Coal case: renewables will destroy our economy and lifestyle
The state governments along the eastern seaboard are all fairly stable.
Victorian Premier Daniel Andrews rules with a huge majority. In NSW and Queensland, Gladys Berejiklian and Annastacia Palaszczuk have comfortable majorities that make any attempt to defeat them at the next election look like an almost impossible task.
Mark McGowan is riding a huge wave of popularity and will govern Western Australia for quite a while yet.
The Liberals have held Tasmania for many years and Tasmanians are not warming to the leftist leanings of the Labor Opposition.
Liberal Stephen Marshall plods along in what was once a Labor stronghold in South Australia and looks safe. Of course, in South Australia Labor shot itself in the foot by foolishly relying on renewables too much and could not escape responsibility for blackouts.
Not unreasonably, voters regard the responsibility of keeping the lights on with great respect. Renewables have a big future, but in a land with 400 years of coal readily available, it is logical to expect we will rely on that cheap source of power for some time to come.
Those who take to the streets to protest against the use of coal know there is no alternative.
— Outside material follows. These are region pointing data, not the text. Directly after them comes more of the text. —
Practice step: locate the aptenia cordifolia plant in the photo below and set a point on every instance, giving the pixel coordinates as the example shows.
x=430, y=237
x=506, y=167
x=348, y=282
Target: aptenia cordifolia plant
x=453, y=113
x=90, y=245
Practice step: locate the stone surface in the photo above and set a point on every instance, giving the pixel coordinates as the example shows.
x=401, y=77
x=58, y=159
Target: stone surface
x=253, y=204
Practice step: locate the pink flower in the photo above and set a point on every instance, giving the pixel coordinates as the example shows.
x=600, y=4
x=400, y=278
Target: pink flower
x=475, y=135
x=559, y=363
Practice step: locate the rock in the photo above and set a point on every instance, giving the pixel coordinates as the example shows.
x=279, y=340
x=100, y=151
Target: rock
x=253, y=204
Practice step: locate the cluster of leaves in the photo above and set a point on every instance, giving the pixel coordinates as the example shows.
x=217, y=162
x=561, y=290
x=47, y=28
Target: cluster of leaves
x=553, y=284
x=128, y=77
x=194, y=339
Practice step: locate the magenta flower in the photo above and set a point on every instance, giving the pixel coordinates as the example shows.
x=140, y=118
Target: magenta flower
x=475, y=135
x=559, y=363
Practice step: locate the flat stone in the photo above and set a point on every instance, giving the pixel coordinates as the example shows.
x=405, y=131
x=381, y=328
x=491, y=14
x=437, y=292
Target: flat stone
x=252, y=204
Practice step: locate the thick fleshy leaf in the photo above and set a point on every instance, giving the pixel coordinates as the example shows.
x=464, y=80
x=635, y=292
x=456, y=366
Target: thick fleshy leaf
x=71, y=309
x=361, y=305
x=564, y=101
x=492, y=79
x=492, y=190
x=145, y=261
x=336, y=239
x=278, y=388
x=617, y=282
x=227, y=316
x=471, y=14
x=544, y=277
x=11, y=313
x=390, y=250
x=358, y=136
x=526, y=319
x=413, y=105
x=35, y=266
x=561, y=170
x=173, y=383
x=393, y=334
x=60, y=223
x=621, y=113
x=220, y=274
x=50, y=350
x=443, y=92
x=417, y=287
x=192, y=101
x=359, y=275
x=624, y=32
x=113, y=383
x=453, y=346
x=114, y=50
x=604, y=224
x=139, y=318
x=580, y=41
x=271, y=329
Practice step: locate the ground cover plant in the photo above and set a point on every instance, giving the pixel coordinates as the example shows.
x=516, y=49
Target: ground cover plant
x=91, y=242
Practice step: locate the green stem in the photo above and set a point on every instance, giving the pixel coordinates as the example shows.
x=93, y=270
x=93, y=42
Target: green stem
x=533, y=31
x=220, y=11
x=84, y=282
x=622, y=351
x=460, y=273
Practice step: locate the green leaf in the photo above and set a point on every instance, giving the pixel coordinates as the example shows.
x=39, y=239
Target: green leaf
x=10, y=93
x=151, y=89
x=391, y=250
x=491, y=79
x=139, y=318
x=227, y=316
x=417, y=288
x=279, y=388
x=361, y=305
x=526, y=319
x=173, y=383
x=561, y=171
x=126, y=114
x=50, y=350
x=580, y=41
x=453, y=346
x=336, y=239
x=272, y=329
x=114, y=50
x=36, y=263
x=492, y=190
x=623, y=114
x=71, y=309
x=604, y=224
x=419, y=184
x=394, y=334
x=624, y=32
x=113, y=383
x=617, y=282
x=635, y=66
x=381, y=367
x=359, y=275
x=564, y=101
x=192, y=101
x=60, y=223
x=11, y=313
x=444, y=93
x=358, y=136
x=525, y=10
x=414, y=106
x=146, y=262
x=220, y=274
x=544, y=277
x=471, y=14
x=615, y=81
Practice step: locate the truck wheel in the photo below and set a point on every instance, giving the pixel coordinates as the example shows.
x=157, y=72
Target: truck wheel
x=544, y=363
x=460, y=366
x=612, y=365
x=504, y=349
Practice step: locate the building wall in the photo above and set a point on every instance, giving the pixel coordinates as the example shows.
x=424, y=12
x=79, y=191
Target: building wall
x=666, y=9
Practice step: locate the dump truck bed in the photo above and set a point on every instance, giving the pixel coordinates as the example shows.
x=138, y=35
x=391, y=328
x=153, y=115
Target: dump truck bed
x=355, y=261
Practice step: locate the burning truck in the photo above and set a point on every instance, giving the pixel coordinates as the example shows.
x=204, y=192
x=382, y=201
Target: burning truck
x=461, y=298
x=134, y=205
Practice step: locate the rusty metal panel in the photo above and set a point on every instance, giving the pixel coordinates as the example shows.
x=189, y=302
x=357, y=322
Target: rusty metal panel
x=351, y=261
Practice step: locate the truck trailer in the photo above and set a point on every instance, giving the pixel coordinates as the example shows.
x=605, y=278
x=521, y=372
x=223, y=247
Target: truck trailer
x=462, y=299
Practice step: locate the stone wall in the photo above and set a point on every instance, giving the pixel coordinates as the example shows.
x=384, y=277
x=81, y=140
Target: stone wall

We could return to the Dark Ages and live off the land, but the population of the world has grown so much that we know it won’t happen. I have never fired a gun. My family would surely starve.
A headlong rush to renewables will destroy the economy and our lifestyles with it. Labor leader Anthony Albanese is way too bright to travel down that path to certain ruin. He will rightly pay homage at the altar of renewables, but he won’t stay on bended knee for long. This huge change will occur only when battery technology can match the driving ambitions of the mob, not the elites.
The death of Australian manufacturing could have been delayed or prevented if we had not demolished the smokestacks of the Hunter Valley. If Australia stops using coal in the short term, we should have our collective heads read. We have an enormous advantage with a never-ending supply of good quality coal upon which we could build an exciting future. Those who preach the need to negate that advantage are fools who must be ignored. And our coal, by world standards, is particularly cheap. Pressing home that advantage will not be difficult.
Coal exports will continue to be of vital importance to our balance of payments.
We have come a long way from the 1970s and 80s. In those days if Qantas bought a new Boeing 747 our economists would be aghast. The monthly figures would be turned upside down and we all felt it really mattered.
Now that our mineral exports have reached such a level you might notice that you rarely see a newspaper report or a radio of television news grab about the level of imports coming into Australia. That is a source of real concern to me because it is accompanied by the unspoken suggestion that it really doesn’t matter if we don’t make anything in Australia anymore.